C’est au compositeur aixois André Campra (1660-1744) que nous devons la partition du Carnaval de Venise. Après avoir tenu différents postes de maître de chapelle (à Aix-en-Provence, Arles puis Toulouse), Campra arrive à Paris au printemps 1694. Il obtient dès le mois de juin le poste prestigieux de maître de musique à Notre-Dame et publie l’année suivante son premier livre de motets, qui connaît un succès considérable. Parallèlement il se lance dans la composition d’ouvrages profanes. Comme son statut ecclésiastique (qu’il a embrassé en 1672) le lui interdit, il doit user de subterfuges : la partition de L’Europe galante, son premier ouvrage destiné à l’Académie royale de musique (1697), est publiée de manière anonyme chez Ballard. Son second ballet, Le Carnaval de Venise, est créé en 1699 sous le nom de son frère cadet Joseph, joueur de basse de violon à l’ARM. Devant le succès de ces deux pièces, il lui était toutefois difficile de maintenir son anonymat : dès 1697, Campra est menacé d’exclusion par le chapitre de Notre-Dame ; en 1700 il finit par démissionner de son poste, pour se consacrer à la musique théâtrale, en reconnaissant officiellement la paternité de ces deux ballets.

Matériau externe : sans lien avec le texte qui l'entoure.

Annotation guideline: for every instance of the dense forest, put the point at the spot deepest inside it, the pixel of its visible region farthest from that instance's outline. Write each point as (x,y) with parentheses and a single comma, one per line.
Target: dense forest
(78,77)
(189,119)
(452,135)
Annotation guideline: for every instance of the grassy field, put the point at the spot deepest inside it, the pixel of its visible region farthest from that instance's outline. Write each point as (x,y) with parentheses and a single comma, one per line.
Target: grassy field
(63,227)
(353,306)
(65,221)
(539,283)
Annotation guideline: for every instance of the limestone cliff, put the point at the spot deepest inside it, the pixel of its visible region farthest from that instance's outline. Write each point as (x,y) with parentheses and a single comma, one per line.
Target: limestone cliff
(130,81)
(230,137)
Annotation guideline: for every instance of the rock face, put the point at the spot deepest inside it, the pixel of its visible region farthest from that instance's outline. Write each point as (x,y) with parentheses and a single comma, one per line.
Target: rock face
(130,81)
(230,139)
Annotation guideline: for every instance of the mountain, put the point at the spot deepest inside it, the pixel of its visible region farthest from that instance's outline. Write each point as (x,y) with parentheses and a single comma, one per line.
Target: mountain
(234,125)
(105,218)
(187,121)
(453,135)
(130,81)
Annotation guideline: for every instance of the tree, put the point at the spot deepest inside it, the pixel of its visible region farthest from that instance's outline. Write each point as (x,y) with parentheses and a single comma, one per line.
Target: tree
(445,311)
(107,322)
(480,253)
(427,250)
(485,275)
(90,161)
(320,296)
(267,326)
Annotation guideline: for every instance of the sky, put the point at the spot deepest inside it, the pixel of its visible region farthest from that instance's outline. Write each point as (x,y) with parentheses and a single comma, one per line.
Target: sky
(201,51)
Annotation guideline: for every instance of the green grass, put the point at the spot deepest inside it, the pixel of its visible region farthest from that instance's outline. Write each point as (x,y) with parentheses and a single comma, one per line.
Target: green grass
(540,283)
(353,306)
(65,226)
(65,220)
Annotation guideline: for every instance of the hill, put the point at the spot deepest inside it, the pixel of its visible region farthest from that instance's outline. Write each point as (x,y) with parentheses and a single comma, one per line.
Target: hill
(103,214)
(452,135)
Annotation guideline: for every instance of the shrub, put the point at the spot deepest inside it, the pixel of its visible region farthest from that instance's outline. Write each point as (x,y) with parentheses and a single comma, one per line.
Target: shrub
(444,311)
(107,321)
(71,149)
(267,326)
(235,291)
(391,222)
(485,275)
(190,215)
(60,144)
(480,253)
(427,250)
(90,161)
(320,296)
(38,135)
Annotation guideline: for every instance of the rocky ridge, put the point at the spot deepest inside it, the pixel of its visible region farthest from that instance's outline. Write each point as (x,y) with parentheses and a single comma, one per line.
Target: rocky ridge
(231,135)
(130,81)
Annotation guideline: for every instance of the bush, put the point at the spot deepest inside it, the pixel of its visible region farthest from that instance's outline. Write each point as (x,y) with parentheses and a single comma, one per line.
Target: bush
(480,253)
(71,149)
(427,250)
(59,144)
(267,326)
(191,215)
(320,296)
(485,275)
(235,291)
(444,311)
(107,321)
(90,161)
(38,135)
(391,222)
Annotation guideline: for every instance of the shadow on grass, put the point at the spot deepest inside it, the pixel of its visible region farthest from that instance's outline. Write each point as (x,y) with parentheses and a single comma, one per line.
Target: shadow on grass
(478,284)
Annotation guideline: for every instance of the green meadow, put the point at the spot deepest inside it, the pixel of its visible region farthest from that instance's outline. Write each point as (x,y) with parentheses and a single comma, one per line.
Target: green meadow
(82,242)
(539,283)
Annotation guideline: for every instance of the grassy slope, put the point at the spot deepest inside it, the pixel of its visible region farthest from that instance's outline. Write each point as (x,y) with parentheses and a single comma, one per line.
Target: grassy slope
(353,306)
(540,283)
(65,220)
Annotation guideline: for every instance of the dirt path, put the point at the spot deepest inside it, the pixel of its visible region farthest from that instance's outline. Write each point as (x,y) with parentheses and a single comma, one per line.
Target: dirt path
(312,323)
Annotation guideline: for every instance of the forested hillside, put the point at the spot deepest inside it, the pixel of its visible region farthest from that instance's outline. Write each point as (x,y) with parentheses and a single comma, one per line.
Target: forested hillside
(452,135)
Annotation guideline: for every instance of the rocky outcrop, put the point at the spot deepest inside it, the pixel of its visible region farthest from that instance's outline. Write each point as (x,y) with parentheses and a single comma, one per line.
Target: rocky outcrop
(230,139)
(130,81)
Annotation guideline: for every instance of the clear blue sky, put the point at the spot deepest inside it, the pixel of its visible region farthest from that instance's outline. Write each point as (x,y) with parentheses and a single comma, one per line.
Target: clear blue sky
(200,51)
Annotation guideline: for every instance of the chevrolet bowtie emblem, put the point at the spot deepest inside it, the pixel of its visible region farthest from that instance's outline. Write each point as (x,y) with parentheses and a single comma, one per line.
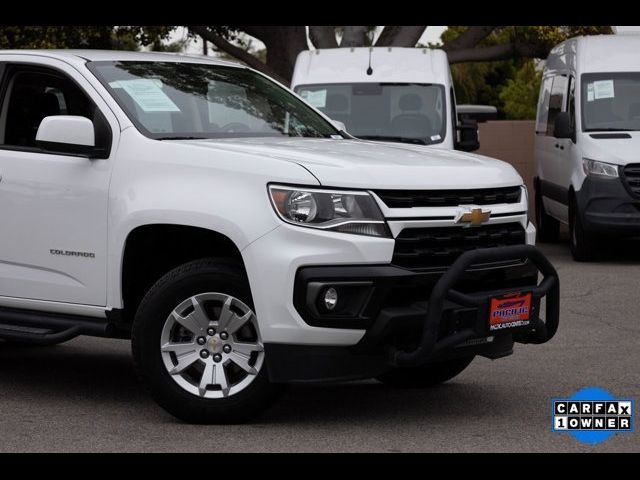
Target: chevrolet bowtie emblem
(475,217)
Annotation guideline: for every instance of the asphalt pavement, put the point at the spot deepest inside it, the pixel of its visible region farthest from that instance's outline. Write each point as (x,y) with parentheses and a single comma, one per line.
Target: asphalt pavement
(84,396)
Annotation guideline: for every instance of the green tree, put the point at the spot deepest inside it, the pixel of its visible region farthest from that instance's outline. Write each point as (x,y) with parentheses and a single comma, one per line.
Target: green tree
(520,94)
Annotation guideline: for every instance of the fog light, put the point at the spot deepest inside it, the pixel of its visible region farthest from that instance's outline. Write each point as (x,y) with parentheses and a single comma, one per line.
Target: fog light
(330,299)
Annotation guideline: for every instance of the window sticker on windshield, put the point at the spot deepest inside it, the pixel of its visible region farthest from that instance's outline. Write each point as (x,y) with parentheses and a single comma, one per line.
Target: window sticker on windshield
(147,93)
(603,89)
(590,92)
(316,99)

Campra est d’ailleurs fréquemment considéré comme le « père » du ballet, dont il aurait inauguré le genre avec son Europe galante. Ce n’est pas tout à fait exact, puisque le premier ouvrage connu du genre est le Ballet des Saisons de Pascal Collasse (1649-1709), créé à l’ARM en 1695. Précisons aussi que le terme de « ballet » ne correspond pas à notre définition moderne, qui désigne un spectacle uniquement dansé : le « ballet » baroque français désigne un spectacle lyrique mêlant chant, danses et pièces instrumentales, structuré en « entrées » autonomes, qui peuvent se rattacher à une intrigue unique autour des mêmes personnages principaux (ballet à action continue) ou constituer une succession d’actions mettant en scène des personnages différents, dont le fil conducteur est présenté au cours du prologue (comme dans Les Indes galantes : c’est le ballet à action discontinue). Il est à noter aussi que les danses n’y occupent pas nécessairement une place plus importante que dans la tragédie lyrique : le ballet entièrement dansé n’apparaîtra que dans le dernier quart du XVIIIème siècle, sous le nom de ballet pantomime. Plus tard, et pour l’en distinguer, le ballet baroque a été dénommé « opéra-ballet », et c’est sous ce nom qu’il est généralement désigné de nos jours.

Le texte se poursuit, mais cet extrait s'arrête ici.